I am ready to do what you say. I lay the whole matter in God’s hands and will take from Him what He sees best for His work in Okoyong. My life was laid on the altar for that people long ago, and I would not take one jot or tittle of it back. If it be for His glory and the advantage of His cause there to let another join in it, I will be grateful. If not, I will be grateful anyway, for God knows best.
The Board was very much surprised to get this letter. If the Board members had thought about it at all, they had thought that Mary would never marry. She was forty-three years old and Charles Morrison, her sweetheart, was twenty-five. He was a mission teacher at Duke Town. The difference in their ages did not bother the sweethearts. They met and had fallen in love. They wanted to marry.
“I will marry you if the Mission Board will agree to letting you work in the jungle with me,” said Mary.
“But suppose the Board will not let me go into the jungle, wouldn’t you be willing to come back to Duke Town with me?” asked Charles.
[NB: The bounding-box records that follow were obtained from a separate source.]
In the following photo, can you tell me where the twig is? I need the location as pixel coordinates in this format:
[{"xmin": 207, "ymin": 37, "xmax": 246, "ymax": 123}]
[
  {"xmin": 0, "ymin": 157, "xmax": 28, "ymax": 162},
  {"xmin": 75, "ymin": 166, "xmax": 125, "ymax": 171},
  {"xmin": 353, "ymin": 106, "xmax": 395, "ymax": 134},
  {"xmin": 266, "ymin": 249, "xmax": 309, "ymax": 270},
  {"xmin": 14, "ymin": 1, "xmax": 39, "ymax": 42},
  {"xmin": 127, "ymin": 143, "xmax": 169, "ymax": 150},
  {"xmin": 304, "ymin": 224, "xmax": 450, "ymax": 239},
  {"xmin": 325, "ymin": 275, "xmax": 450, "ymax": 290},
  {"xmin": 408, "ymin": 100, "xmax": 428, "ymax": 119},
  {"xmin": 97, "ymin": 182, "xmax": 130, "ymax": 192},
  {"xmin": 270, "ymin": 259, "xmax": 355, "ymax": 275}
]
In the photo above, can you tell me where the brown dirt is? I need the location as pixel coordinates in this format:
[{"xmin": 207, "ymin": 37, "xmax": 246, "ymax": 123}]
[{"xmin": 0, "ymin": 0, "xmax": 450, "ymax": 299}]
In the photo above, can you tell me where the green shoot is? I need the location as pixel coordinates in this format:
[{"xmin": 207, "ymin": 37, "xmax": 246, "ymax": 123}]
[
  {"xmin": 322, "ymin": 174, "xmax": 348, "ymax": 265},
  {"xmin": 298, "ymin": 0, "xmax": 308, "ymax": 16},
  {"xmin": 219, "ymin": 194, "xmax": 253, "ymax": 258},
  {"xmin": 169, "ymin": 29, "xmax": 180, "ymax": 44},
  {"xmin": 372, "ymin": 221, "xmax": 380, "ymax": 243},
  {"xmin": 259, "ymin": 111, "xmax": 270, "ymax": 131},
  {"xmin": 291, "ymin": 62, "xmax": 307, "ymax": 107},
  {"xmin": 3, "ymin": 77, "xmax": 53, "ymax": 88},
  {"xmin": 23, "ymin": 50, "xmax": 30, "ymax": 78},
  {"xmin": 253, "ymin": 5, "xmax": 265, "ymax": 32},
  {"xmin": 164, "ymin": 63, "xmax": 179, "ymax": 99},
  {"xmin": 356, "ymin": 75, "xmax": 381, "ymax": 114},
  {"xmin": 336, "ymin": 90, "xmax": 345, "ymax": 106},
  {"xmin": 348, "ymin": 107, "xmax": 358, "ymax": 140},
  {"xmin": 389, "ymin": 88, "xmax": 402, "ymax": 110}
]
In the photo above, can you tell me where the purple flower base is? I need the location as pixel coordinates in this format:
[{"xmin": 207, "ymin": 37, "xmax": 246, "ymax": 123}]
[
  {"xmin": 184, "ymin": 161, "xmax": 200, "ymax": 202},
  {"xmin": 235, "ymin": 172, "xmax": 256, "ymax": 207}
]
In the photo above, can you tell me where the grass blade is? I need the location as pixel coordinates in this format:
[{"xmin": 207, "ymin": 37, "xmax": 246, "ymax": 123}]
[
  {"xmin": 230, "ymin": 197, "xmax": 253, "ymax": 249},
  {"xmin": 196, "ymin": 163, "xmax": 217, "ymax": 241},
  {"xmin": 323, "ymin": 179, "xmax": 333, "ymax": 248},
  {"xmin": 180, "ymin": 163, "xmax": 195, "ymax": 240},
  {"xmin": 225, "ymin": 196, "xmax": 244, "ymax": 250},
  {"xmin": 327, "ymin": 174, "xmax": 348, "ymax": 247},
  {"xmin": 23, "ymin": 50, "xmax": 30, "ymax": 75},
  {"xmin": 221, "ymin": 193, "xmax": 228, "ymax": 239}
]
“No, Charles, I couldn’t. I love you very much, more than anyone I have ever known, but my work for God is in the jungles. There no one else has yet planted the Gospel seed. To leave a field like Okoyong without a worker and go to one like Duke Town with ten or a dozen workers where the people have the Bible and plenty of privileges—that’s foolish. If God does not send you into the jungle with me, then you must do your work and I must do mine where we have been placed.”
It was not long after Mary had returned to England that the Mission Board gave its answer to her request. The answer was no.
“What the Lord decides is right,” said Mary. “I believe that the Mission Board is giving me God’s answer because they are His servants.”
What Mary suffered no one knew. She longed to have a life’s partner by her side in the great work of bringing the Gospel to the jungle, but having given her life to God, she felt that He must be her first love. Charles Morrison, however, took the refusal very hard. He became sick and had to go home. Later he went to America where he died.
Now that Mary was home in England, she soon got over the jungle fevers. People wanted to hear about the missionary work in Africa. Mary went from church to church telling about her work. She did not like to do this. She would rather be in the jungle telling the natives about Jesus.
“It is hard for me to speak,” said Mary, “but Jesus has asked me to do it, and it is an honor to speak for Him. I wish to do it cheerfully.”
Everywhere people were thrilled to hear about the work for Jesus in the jungle. They wanted to do something, too. They gave money. They sent boxes of clothes and food and other things out to Africa to help the heathen.
Then Mary got sick with influenza and bronchitis. She could not go around speaking any more. Instead, she wrote some articles for a missionary paper.